This month, we moved our focus a bit beyond the Mediterranean basin to explore the emotions that climate change can trigger in us. To learn more about them, we turned to two experts who live in Mediterranean countries: Spain and Italy. We spoke with Irene Baños, an environmental journalist and author of a book on eco-anxiety. In our conversation, we touched on a more personal dimension. She inspired us with her journey into and out of her own eco-anxiety. Then, with Lorenzo Ciabini, a psychologist and co-founder of the Italian Climate Change Anxiety Association, we tried to understand those emotions that arise from our environment, and how to escape eco-paralysis. We further delved into the media's role in provoking those emotions with either of them. When we write Lapilli, we do our best not to select only negative news but also to include constructive insights that give us hope. Besides caring for those who read us, we also do it for ourselves. Indeed, as we will hear from Irene Baños, journalists who cover the environment are also vulnerable to eco-anxiety. Like Baños, for example, I have often questioned whether I want children. Most of the time, I have told myself it would be better not to since the world they will live in will be very different from the one I grew up in. But one thing Baños said resonated with me. It has to do with changing the narrative. Instead of focusing only on what we have lost, we can appreciate what is still there and what we can do to keep it thriving. So the message to all eco-anxious people out there is: Let's remind ourselves that by doing our best at not worsening the crisis, we can still be happy, despite the climate emergency.

IRENE BAÑOS: As a multimedia journalist, she regularly contributes to the environment section of Deutsche Welle. Among other books she wrote, she authored Ecoansias (Eco-anxious, in Spanish).

Irene, how would you describe eco-anxiety?

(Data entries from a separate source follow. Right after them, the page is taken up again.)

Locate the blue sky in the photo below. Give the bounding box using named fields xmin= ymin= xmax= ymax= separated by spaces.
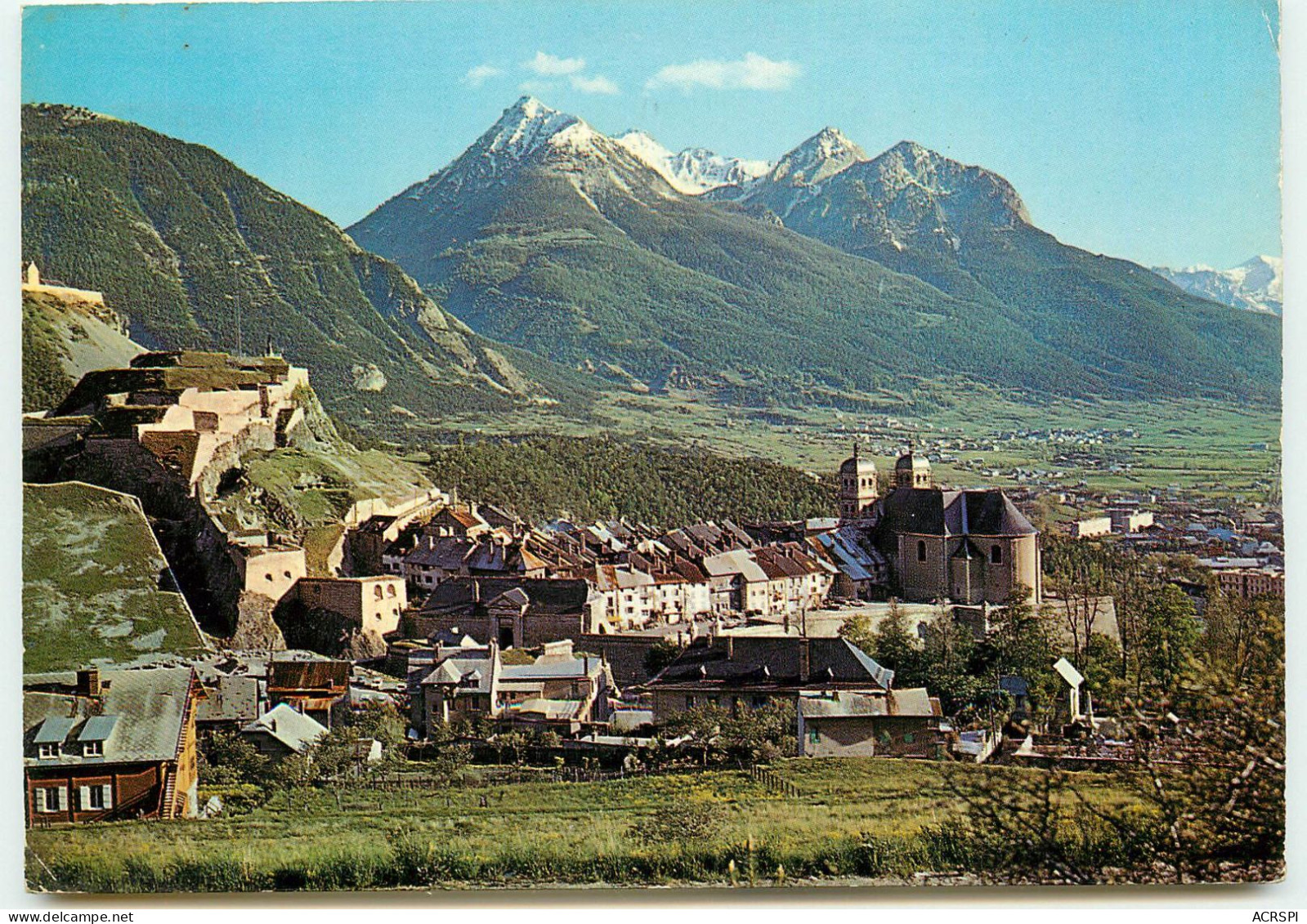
xmin=22 ymin=0 xmax=1279 ymax=266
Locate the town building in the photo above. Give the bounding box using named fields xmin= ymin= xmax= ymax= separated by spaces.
xmin=22 ymin=667 xmax=205 ymax=824
xmin=1215 ymin=567 xmax=1285 ymax=600
xmin=409 ymin=639 xmax=617 ymax=737
xmin=294 ymin=575 xmax=408 ymax=639
xmin=642 ymin=634 xmax=894 ymax=723
xmin=240 ymin=703 xmax=327 ymax=763
xmin=404 ymin=576 xmax=613 ymax=648
xmin=877 ymin=488 xmax=1043 ymax=605
xmin=839 ymin=443 xmax=880 ymax=520
xmin=1071 ymin=516 xmax=1112 ymax=538
xmin=266 ymin=652 xmax=351 ymax=728
xmin=797 ymin=687 xmax=945 ymax=759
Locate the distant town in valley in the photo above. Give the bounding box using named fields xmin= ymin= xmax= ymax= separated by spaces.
xmin=11 ymin=4 xmax=1285 ymax=893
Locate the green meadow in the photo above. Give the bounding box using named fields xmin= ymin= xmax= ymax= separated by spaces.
xmin=28 ymin=758 xmax=1130 ymax=891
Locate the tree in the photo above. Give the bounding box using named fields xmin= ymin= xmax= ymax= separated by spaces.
xmin=855 ymin=597 xmax=921 ymax=686
xmin=718 ymin=700 xmax=796 ymax=767
xmin=644 ymin=639 xmax=681 ymax=677
xmin=915 ymin=604 xmax=991 ymax=715
xmin=1139 ymin=584 xmax=1198 ymax=690
xmin=307 ymin=703 xmax=406 ymax=785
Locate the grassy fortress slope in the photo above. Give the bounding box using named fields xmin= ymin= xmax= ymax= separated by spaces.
xmin=22 ymin=482 xmax=205 ymax=673
xmin=28 ymin=758 xmax=1135 ymax=893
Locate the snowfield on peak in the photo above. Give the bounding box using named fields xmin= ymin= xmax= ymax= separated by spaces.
xmin=613 ymin=128 xmax=771 ymax=196
xmin=1153 ymin=257 xmax=1285 ymax=315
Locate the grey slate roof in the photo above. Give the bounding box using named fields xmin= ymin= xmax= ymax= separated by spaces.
xmin=240 ymin=703 xmax=327 ymax=754
xmin=22 ymin=667 xmax=192 ymax=767
xmin=77 ymin=715 xmax=118 ymax=741
xmin=195 ymin=674 xmax=262 ymax=723
xmin=648 ymin=635 xmax=894 ymax=690
xmin=881 ymin=488 xmax=1039 ymax=536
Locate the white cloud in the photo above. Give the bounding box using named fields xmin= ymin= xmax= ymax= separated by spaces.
xmin=644 ymin=51 xmax=803 ymax=93
xmin=517 ymin=80 xmax=558 ymax=96
xmin=571 ymin=74 xmax=621 ymax=96
xmin=521 ymin=51 xmax=585 ymax=77
xmin=459 ymin=64 xmax=504 ymax=87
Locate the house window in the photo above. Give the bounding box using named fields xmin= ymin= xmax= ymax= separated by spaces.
xmin=37 ymin=787 xmax=64 ymax=811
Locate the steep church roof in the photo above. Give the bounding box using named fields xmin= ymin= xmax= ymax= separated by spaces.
xmin=882 ymin=488 xmax=1039 ymax=536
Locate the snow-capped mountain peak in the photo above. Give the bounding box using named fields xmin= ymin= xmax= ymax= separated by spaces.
xmin=1153 ymin=255 xmax=1285 ymax=315
xmin=474 ymin=96 xmax=584 ymax=159
xmin=768 ymin=126 xmax=866 ymax=185
xmin=613 ymin=128 xmax=771 ymax=196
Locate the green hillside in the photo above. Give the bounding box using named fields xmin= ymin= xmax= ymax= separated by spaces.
xmin=22 ymin=482 xmax=204 ymax=673
xmin=351 ymin=163 xmax=1076 ymax=405
xmin=430 ymin=436 xmax=835 ymax=528
xmin=349 ymin=98 xmax=1279 ymax=405
xmin=22 ymin=283 xmax=141 ymax=412
xmin=22 ymin=106 xmax=598 ymax=427
xmin=718 ymin=142 xmax=1279 ymax=403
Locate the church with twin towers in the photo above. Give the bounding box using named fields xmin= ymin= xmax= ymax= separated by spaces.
xmin=839 ymin=443 xmax=1043 ymax=605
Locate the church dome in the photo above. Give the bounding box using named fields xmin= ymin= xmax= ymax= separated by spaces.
xmin=827 ymin=453 xmax=875 ymax=475
xmin=894 ymin=449 xmax=930 ymax=471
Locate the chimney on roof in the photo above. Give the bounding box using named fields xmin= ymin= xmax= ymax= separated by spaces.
xmin=77 ymin=667 xmax=100 ymax=697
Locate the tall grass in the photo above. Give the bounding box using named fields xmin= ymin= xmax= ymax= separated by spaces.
xmin=28 ymin=759 xmax=1150 ymax=893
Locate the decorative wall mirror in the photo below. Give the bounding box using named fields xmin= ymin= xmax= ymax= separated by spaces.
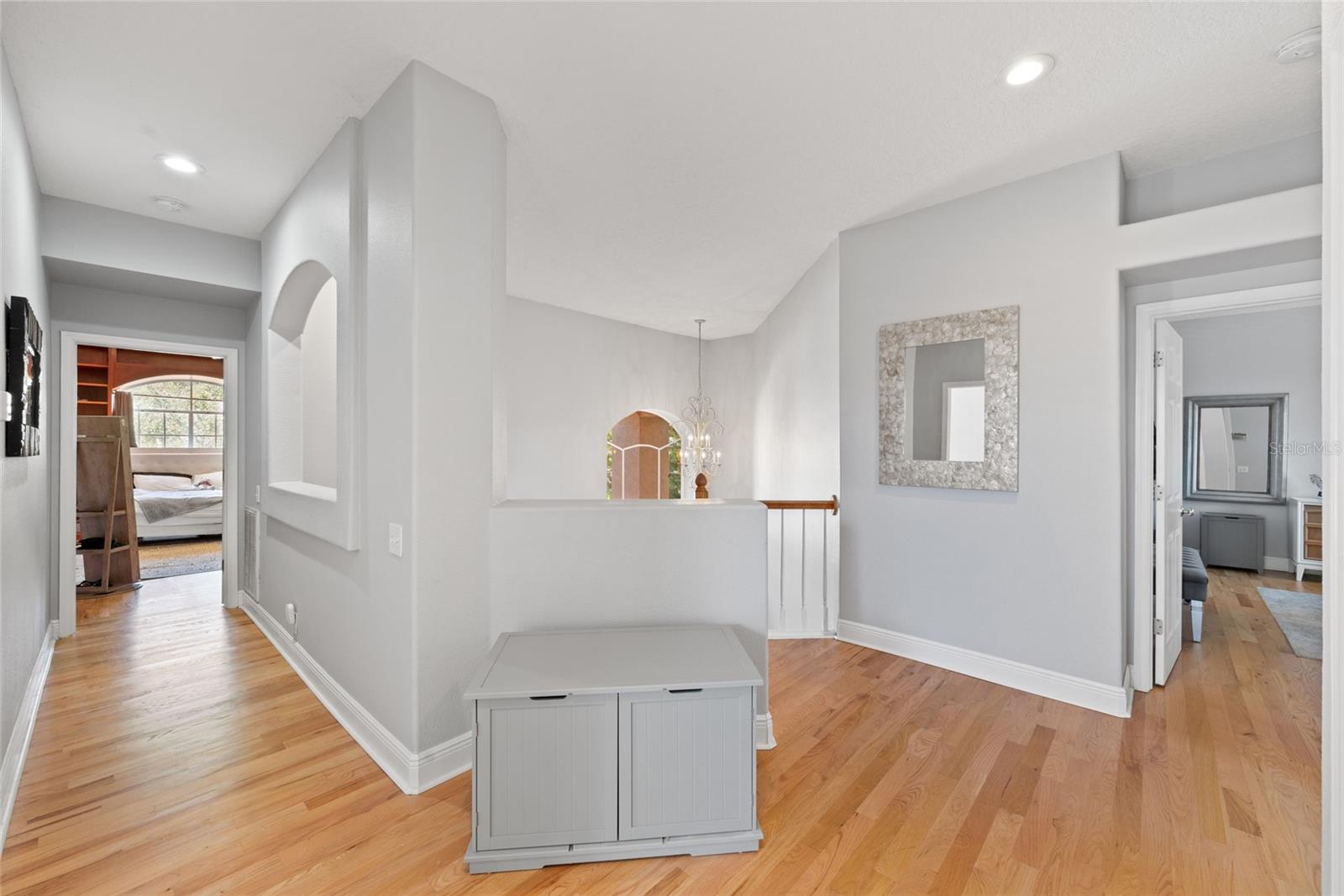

To me, eco-anxiety is, on the one hand, the fear people feel in front of upcoming catastrophic events or the impacts of climate and ecological crises. On the other hand, it is also the frustration of feeling powerless in front of the wrath of such an upcoming future. I realize that frustration sometimes overcomes fear because the more we try to change things, the more we start feeling powerless. You get the information, and then you experience the problem and feel the fear. But that's just the beginning. Frustration or anxiety starts growing when you express your will to change things and improve the situation. Then you realize it's pretty hard or beyond your control. It doesn't matter how much you do at an individual level; it will never be enough to counter the crisis. So I think this is what creates the most anxiety in eco-conscious people. Then, observing inaction from governments also fuels that package of emotions to inflate: frustration, fear, and anxiety.